Responding to Immigration Minister David Coleman’s announcement the Government has accepted fully or in part all seven recommendations of the Shergold Review into Australia’s integration, employment and settlement outcomes for refugees, Oxfam Australia Chief Executive Lyn Morgain said:
“Oxfam welcomes the Federal Government’s commitment to better support the settlement of refugees in Australia, in response to the recommendations of the long-awaited Shergold Review.
“We strongly support the Reviews’ finding that adequate access to support services – language, employment and education opportunities – are vital to settlement.

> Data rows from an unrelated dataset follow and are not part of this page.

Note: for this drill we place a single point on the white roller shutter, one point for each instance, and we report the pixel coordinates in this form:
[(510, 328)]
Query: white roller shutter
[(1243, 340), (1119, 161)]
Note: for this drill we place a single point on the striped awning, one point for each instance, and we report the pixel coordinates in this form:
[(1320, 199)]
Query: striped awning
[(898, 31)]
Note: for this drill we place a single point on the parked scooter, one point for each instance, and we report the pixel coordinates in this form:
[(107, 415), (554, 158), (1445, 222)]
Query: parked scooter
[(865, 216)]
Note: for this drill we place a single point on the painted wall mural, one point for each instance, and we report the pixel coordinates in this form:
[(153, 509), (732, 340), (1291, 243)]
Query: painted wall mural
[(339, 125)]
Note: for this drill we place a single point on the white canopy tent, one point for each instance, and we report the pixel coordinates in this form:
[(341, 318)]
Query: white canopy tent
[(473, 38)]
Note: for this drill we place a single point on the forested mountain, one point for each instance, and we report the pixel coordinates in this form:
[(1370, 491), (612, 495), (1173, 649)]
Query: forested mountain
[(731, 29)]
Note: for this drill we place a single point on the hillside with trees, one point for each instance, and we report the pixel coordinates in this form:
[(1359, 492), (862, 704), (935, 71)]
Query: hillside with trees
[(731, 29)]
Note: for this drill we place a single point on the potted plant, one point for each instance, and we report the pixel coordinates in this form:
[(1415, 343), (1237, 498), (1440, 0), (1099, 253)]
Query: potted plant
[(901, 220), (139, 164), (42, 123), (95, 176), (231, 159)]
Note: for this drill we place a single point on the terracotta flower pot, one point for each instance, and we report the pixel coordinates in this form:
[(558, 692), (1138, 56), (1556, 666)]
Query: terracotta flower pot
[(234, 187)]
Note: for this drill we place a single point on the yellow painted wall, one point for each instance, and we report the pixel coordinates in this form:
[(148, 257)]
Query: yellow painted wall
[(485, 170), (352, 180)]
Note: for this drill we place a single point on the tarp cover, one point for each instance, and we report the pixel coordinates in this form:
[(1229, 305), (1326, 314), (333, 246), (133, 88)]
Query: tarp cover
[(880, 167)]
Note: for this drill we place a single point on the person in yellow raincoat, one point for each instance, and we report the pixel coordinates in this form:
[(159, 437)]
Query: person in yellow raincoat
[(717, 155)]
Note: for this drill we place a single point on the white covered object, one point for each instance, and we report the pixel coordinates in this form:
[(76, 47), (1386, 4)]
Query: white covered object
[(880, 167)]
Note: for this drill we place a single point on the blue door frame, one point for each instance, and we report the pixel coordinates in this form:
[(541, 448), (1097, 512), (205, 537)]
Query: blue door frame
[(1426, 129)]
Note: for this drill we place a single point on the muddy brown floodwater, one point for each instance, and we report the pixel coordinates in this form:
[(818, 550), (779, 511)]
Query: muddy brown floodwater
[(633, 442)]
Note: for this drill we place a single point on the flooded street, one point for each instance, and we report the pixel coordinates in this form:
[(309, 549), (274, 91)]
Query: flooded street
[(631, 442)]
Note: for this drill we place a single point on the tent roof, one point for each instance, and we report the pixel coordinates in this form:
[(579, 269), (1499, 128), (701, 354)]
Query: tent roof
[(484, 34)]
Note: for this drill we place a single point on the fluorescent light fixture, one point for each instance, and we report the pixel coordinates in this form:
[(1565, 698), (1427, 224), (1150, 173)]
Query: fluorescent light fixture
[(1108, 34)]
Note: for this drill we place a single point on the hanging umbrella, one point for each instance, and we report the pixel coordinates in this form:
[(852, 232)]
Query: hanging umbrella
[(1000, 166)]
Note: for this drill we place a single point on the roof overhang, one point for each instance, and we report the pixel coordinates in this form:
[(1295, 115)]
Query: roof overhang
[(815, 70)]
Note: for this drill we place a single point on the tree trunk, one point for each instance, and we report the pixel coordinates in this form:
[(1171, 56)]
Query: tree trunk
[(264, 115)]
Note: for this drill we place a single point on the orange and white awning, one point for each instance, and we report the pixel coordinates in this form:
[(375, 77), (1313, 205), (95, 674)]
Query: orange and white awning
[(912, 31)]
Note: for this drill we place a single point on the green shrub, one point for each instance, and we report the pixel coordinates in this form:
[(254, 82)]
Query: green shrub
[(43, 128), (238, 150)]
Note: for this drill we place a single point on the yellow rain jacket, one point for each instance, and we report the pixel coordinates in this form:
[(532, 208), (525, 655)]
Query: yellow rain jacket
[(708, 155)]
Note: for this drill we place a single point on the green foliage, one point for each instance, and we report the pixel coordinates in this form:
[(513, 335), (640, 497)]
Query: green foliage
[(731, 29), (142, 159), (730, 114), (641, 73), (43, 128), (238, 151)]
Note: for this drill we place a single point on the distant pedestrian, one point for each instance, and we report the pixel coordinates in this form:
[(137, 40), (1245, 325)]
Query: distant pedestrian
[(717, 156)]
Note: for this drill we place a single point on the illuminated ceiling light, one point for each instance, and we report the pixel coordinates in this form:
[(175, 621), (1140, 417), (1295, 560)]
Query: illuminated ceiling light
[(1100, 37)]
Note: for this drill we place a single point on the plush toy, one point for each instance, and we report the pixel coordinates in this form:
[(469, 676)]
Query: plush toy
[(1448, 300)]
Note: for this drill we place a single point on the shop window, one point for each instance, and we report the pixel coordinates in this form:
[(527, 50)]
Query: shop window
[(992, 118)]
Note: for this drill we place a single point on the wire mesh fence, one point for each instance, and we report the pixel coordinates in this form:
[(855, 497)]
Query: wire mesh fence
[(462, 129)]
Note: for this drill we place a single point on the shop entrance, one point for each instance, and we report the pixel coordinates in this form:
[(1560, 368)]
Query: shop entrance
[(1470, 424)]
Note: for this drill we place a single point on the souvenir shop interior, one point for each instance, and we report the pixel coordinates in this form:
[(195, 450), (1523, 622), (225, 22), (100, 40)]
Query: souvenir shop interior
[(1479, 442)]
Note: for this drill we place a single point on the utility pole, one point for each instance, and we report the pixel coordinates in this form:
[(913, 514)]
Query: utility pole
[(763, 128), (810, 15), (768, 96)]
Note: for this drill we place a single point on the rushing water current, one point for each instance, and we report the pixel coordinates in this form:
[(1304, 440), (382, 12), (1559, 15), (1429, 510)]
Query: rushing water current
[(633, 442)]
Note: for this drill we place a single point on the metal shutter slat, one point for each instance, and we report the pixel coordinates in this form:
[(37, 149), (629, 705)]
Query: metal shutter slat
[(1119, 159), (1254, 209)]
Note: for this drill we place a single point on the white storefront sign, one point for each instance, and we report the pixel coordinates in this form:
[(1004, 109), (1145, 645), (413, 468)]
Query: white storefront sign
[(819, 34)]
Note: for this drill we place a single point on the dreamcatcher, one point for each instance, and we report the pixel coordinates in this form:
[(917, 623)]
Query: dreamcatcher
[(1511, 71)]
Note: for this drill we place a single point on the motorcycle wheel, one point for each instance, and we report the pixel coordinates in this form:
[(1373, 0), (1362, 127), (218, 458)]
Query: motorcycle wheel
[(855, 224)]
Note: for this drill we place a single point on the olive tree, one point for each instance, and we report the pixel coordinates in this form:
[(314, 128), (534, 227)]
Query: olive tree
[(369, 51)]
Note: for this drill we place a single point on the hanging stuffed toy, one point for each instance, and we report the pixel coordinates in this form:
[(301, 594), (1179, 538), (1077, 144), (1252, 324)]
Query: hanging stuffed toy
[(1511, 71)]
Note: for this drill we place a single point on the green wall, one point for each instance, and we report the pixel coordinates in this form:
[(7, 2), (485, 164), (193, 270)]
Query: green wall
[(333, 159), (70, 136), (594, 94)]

“Oxfam also welcomes Professor Shergold’s recommendations for complementary pathways to be set up for refugees to settle in Australia with the support of communities, businesses or universities, and agree that these must be additional places to the current humanitarian intake.
“Oxfam’s recent Stronger Together report also demonstrated that another way the Government can support the ‘good health’ of refugees is to make it easier for refugees and humanitarian migrants to be reunited with their families.

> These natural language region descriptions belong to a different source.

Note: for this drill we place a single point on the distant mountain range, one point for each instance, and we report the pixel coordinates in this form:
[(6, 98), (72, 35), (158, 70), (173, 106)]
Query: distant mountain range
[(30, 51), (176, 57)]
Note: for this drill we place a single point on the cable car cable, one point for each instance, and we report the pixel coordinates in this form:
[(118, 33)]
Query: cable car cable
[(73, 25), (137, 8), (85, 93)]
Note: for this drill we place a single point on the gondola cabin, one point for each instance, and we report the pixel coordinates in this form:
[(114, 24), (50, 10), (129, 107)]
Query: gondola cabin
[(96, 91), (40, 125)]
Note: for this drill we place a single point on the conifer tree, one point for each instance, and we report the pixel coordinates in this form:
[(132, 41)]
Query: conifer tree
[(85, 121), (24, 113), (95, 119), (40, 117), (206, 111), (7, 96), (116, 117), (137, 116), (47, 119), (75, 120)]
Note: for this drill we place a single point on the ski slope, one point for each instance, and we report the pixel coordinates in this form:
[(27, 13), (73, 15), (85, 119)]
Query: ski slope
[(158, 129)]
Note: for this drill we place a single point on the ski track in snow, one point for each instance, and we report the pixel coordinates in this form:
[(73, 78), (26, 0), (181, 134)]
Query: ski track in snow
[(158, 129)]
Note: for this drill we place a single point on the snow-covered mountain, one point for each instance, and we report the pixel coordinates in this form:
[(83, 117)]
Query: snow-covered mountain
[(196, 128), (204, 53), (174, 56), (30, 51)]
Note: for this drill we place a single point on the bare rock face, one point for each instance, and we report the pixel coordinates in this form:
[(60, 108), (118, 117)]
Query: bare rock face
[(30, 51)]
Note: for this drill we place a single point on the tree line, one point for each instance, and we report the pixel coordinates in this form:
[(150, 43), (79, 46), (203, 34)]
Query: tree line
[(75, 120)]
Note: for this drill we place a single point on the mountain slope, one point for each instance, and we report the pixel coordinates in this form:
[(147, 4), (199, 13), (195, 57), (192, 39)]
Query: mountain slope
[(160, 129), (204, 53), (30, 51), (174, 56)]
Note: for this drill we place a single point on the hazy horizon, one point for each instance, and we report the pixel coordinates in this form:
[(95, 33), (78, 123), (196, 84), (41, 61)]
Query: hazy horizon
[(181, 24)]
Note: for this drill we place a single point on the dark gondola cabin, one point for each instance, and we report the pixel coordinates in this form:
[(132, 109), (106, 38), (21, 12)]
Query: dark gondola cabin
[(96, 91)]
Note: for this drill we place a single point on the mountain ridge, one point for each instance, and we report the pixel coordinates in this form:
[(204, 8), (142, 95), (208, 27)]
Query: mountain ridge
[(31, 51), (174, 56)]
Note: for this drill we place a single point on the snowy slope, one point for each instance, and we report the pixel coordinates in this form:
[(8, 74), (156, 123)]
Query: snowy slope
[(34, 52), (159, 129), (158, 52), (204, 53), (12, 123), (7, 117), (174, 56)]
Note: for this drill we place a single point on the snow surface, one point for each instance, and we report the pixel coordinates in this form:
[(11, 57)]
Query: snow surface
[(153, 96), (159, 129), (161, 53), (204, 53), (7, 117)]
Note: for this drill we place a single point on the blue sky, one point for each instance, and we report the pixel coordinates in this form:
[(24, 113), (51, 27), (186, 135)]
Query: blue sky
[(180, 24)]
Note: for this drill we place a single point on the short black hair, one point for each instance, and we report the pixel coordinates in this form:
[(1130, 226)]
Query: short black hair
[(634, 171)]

“Oxfam commissioned research, conducted by Monash University, found that refugees and humanitarian migrants who had been reunited with their families had a lower probability of mental illness and post-traumatic stress disorder (PTSD), and were more likely to be engaged in study or job training.
“I’ve seen just how stressful and hard it is for refugees settled in Australia to try and build a new life here when family members they love dearly – parents, sisters and brothers, aunts, uncles or cousins – are missing, living in danger in the war-torn countries they’ve fled or struggling to survive in a refugee camp on the other side of the world.

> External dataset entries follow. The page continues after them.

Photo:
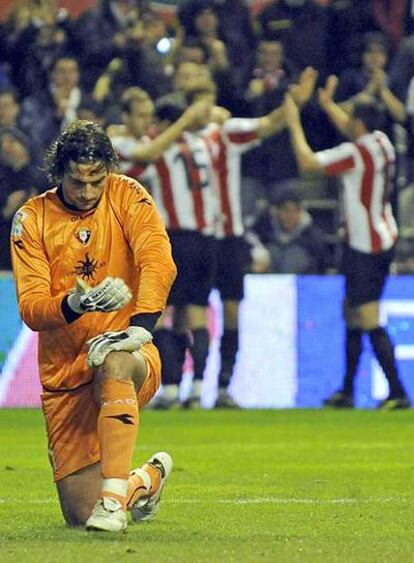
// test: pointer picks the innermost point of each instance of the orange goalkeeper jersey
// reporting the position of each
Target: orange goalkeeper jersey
(52, 246)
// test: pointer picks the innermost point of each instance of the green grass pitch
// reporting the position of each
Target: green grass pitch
(247, 486)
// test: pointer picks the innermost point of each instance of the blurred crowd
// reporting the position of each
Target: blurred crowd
(54, 69)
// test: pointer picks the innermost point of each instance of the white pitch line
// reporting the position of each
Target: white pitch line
(254, 500)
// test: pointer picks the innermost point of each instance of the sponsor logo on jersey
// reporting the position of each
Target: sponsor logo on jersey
(87, 268)
(17, 225)
(84, 236)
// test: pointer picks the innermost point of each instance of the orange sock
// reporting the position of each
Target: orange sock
(118, 423)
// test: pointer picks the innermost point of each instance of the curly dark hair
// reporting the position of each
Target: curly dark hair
(81, 142)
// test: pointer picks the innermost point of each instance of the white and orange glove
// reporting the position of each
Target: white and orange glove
(110, 295)
(129, 340)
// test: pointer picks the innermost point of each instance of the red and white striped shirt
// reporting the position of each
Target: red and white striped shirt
(366, 167)
(227, 144)
(182, 183)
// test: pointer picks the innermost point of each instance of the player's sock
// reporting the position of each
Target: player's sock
(199, 351)
(353, 349)
(384, 351)
(228, 351)
(118, 423)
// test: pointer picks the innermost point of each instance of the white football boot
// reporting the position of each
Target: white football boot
(146, 509)
(107, 516)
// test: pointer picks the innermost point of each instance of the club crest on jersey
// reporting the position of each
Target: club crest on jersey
(84, 236)
(17, 225)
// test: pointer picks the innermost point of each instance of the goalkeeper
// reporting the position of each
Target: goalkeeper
(93, 269)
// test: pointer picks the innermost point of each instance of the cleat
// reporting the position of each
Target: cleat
(394, 404)
(339, 400)
(107, 516)
(147, 509)
(224, 401)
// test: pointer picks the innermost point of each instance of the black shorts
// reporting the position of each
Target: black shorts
(232, 263)
(365, 275)
(195, 257)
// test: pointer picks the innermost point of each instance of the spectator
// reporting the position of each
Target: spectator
(10, 114)
(39, 33)
(56, 106)
(371, 78)
(224, 29)
(302, 28)
(115, 29)
(286, 230)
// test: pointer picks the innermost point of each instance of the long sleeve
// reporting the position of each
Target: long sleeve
(39, 308)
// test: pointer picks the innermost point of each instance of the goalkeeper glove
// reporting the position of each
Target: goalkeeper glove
(110, 295)
(128, 340)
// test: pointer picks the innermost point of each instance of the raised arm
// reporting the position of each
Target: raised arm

“The report, published in late August, also included comprehensive modelling by Deloitte Access Economics, which showed that settling more refugees and humanitarian migrants in Australia will increase overall GDP, demand for goods and services, and the number of jobs.
“What this report and the modelling from Deloitte Access Economics showed is that accepting more refugees is not only the right thing to do, but that supporting them as they settle in will boost the Australian economy as these new Australians become productive members of our society.
“Oxfam is calling on the Australian Government to increase the refugee intake to 44,000 by 2022/23 and to create within it a visa stream of 10,000 places annually that is specifically designed to make it easier for humanitarian migrants to be reunited with their family.
“Finally, Oxfam also agrees with Professor Shergold that the humanitarian program should prioritise the most vulnerable refugees through referrals from the UN Refugee Agency.”